Category | n8n | Lindy |
---|---|---|
Logic | Advanced branching, loops, and execution control. | AI interprets goals and builds logic automatically. |
APIs & webhooks | Direct API calls with HTTP nodes and full webhook support. | Supports HTTP Request actions and webhooks, allowing agents to interact directly with external APIs and trigger workflows. |
Extensibility | Custom nodes, JavaScript functions, and community add-ons. | Extensible through HTTP Request actions and AI workflows, though customization is guided rather than open-source. |
Data ownership | Full control when self-hosted; data runs on your infrastructure. | Data managed within Lindy’s managed cloud environment. |
Scalability and reliability: Side-by-side comparison
Scalability and reliability decide how well an automation platform grows with a team’s workload. n8n can scale almost without limit when self-hosted, but performance and uptime depend on how the system is configured and maintained.

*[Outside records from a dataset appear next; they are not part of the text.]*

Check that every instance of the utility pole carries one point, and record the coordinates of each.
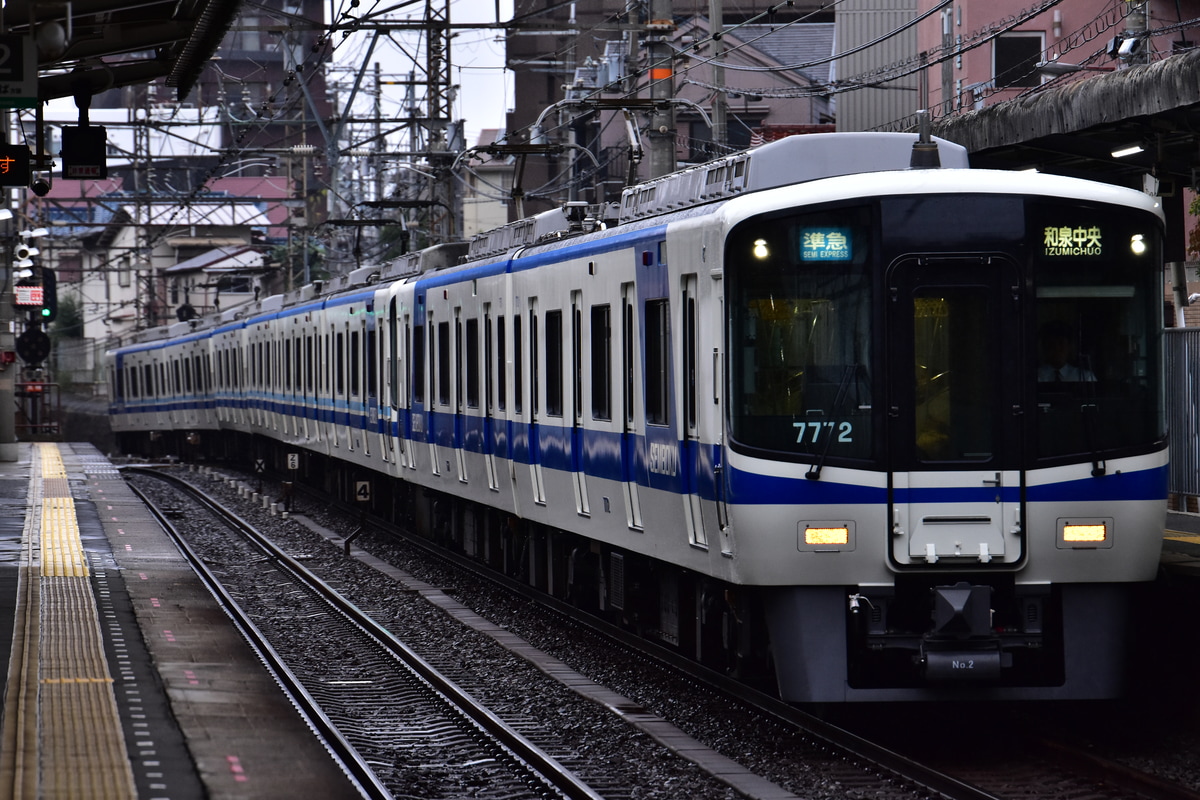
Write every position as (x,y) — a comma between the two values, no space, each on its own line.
(720,103)
(661,60)
(447,206)
(1137,29)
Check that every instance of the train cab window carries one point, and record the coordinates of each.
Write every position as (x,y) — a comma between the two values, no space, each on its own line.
(953,385)
(601,362)
(1096,337)
(799,334)
(555,362)
(658,362)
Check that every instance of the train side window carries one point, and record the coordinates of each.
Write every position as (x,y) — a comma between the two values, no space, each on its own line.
(628,344)
(307,364)
(340,355)
(443,364)
(419,364)
(394,352)
(502,378)
(689,355)
(555,362)
(370,359)
(601,362)
(355,361)
(517,365)
(489,373)
(576,358)
(534,361)
(472,364)
(658,378)
(457,359)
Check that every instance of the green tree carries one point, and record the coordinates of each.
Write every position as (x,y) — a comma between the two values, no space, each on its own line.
(69,322)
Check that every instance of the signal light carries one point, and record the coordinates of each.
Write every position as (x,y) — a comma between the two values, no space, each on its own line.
(49,295)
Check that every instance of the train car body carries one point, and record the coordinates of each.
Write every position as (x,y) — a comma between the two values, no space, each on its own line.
(899,428)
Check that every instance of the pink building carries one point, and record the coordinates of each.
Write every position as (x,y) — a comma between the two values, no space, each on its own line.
(979,54)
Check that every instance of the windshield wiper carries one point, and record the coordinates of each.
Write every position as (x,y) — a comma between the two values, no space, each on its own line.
(814,473)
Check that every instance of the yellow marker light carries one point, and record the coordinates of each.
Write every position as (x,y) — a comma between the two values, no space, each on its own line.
(827,535)
(1090,533)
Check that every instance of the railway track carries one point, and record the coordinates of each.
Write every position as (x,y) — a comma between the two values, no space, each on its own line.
(861,763)
(367,695)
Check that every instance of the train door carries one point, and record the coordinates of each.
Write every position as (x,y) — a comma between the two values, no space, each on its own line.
(580,481)
(954,415)
(695,465)
(389,377)
(630,384)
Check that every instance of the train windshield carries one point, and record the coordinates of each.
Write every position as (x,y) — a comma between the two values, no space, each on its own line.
(1075,348)
(801,334)
(1098,320)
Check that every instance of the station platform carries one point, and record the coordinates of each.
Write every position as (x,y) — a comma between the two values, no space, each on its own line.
(125,679)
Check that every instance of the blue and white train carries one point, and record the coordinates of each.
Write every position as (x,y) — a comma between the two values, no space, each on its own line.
(877,432)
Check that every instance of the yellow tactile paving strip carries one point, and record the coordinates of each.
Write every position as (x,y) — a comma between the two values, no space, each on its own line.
(81,747)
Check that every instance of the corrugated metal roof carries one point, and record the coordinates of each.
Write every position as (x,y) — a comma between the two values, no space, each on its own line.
(801,43)
(1073,128)
(220,259)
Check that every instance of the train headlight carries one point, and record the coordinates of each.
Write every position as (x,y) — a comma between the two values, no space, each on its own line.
(1074,534)
(828,536)
(1084,533)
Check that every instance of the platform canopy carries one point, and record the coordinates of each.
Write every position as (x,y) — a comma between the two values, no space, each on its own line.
(91,46)
(1075,128)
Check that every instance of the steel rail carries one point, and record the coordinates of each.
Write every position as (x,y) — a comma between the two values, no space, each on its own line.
(936,783)
(540,763)
(355,767)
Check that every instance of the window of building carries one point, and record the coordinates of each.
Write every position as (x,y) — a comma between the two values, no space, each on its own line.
(1015,58)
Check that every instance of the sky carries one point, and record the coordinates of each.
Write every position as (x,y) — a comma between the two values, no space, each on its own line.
(477,59)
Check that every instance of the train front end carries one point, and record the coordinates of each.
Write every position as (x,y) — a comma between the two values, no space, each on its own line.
(946,446)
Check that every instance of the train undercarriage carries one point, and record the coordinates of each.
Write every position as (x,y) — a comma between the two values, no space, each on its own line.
(924,636)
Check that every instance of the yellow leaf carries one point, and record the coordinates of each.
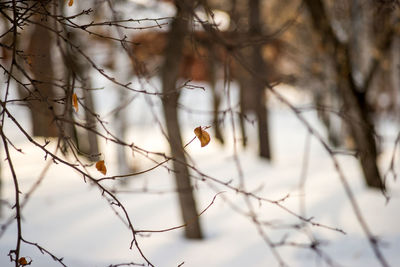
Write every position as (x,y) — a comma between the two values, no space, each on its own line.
(203,136)
(101,167)
(22,261)
(75,102)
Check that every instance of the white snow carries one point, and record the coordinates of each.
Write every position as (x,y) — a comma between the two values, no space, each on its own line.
(71,218)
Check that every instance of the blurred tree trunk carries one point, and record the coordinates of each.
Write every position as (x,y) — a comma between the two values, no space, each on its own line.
(77,75)
(257,85)
(170,74)
(354,99)
(40,101)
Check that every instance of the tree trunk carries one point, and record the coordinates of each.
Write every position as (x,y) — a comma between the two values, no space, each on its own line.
(39,56)
(257,85)
(354,99)
(170,72)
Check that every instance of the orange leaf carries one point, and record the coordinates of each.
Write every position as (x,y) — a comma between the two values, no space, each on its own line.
(101,167)
(203,136)
(75,102)
(22,261)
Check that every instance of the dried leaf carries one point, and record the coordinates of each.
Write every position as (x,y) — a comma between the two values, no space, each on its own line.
(203,136)
(101,167)
(22,261)
(75,102)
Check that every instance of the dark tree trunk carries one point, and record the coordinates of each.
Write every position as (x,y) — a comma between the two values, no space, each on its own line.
(170,73)
(90,122)
(39,55)
(257,85)
(354,99)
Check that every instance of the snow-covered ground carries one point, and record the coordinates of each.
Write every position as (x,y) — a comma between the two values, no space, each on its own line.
(71,218)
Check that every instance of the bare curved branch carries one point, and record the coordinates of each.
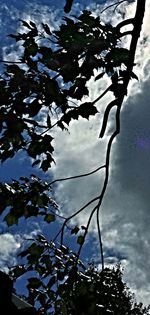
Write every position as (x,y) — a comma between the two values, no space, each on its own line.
(76,176)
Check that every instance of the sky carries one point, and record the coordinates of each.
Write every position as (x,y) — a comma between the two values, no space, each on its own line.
(125,212)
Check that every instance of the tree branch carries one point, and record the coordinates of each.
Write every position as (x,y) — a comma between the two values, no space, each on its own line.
(76,176)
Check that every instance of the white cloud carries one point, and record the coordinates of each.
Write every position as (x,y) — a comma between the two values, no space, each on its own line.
(125,210)
(9,245)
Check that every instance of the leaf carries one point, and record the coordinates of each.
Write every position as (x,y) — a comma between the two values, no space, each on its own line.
(134,76)
(99,76)
(46,29)
(45,165)
(33,24)
(68,5)
(49,218)
(48,121)
(80,240)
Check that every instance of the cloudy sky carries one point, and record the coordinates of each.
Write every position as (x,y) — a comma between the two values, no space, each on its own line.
(125,212)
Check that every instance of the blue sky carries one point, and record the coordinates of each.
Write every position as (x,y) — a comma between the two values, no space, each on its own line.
(126,207)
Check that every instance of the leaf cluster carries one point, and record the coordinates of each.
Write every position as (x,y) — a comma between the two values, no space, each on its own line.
(25,198)
(61,284)
(52,73)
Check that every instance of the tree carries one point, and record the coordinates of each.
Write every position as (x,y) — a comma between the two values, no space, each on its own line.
(50,81)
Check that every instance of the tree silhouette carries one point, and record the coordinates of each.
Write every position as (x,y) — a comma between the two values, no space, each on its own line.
(49,83)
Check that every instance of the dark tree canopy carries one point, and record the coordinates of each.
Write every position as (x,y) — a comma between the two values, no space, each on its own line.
(44,91)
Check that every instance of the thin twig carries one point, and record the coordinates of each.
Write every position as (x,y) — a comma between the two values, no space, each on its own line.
(112,5)
(76,176)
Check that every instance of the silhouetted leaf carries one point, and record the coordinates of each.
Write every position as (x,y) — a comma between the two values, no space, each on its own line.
(49,218)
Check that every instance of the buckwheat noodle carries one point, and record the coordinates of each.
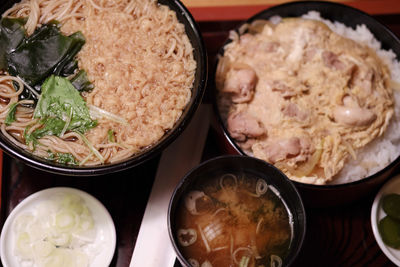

Lindy handles scaling automatically through its managed cloud, where monitoring, performance, and updates are all handled for the user. Both can support large workloads, but n8n offers more control while Lindy emphasizes ease and stability.
Category | n8n | Lindy |
---|---|---|
Hosting | Self-hosted or n8n Cloud; self-hosting requires infrastructure. | Fully managed cloud platform; no setup required. |
Reliability | Depends on hosting setup and team maintenance. | Uptime, monitoring, and updates managed by Lindy. |
Performance | Scales with dedicated server resources and configuration. | Consistent performance within managed limits. |
Maintenance | Ongoing updates and monitoring needed for self-hosted setups. | No maintenance required; handled automatically. |
Bottom line: Which should you choose?
Choose Lindy if you want automation that handles setup for you. Its AI agents make it easy to describe what you need and run workflows quickly. Pricing is based on fixed monthly credits, which teams can increase by upgrading plans.
Choose n8n if you value customization and transparency. Its open-source foundation lets users build complex workflows, self-host data, and manage costs predictably at scale.
The right choice depends on what matters most to your team. Lindy offers simplicity through AI-driven automation, while n8n delivers flexibility and ownership for technical control.